When she finished she felt almost giddy, as if she’d told a fabulous untruth and, inexplicably, been believed. But her attorney looked anything but amused.
“Not exactly a rock-solid case, but it’s enough,” Gargano said.
“Enough for what?”
“To arraign you. Set bail.” Kevin Gargano’s matter-of-fact attitude, which had seemed so reassuring less than twenty minutes ago, was beginning to unnerve her.
“Bail?” She couldn’t spend the night away from Jimmy, not a single night. “Look, someone has been threatening me. They broke into my house, for Christ’s sake, they…” She took a deep breath and told him what had happened at the ravine. “Someone’s out there doing these things!”
“Sounds like that person thinks you’re guilty, and he’s pretty pissed off about it.”
She simmered quietly for a few moments. “Anyway, I don’t have money for bail.”
“The Feds will argue that you have five million dollars. Enough to fly the coop.” He placed his hands on both arms of his chair and pressed slowly to a standing position, grunting. “I’m going to try to get the bail hearing scheduled for this afternoon, here in Whitesville. Kidnapping’s a federal offense; they might want to move you downstate. I’ll argue for a local hearing, and soon—I’ll mention your son and all. Don’t talk to anyone until I get back.”

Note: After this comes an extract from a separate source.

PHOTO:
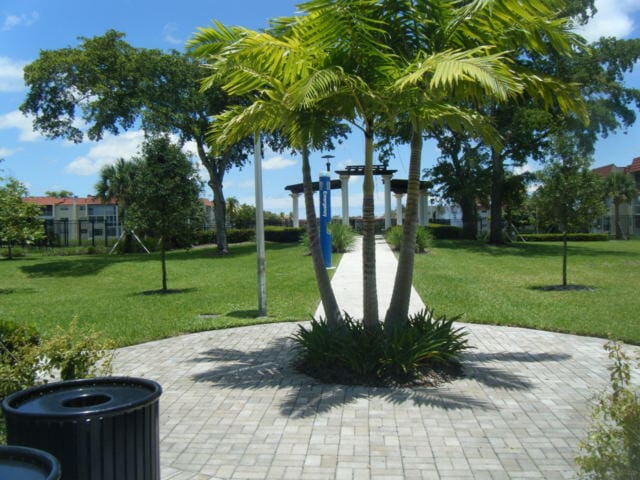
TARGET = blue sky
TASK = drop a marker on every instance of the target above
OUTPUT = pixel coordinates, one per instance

When he shut the door behind him she was alone for the first time in hours. She glanced around—at the pitted acoustical tile on the ceiling, at the puke-colored carpet on the floor—shaking her head each time the word jail jumped to mind, trying to convince herself that when the door opened Reeves or Hawkins would walk in and, avoiding her eyes in their humiliation, their shame, inform her that the arrest had been a mistake, a miscarriage, that they hoped she’d understand. Sign here and you’re free, Mrs. Amiel. Can we offer you a lift home?
But when the door opened after ten long minutes and Reeves and Hawkins entered, they both met her gaze unabashedly. Kevin Gargano followed them into the room.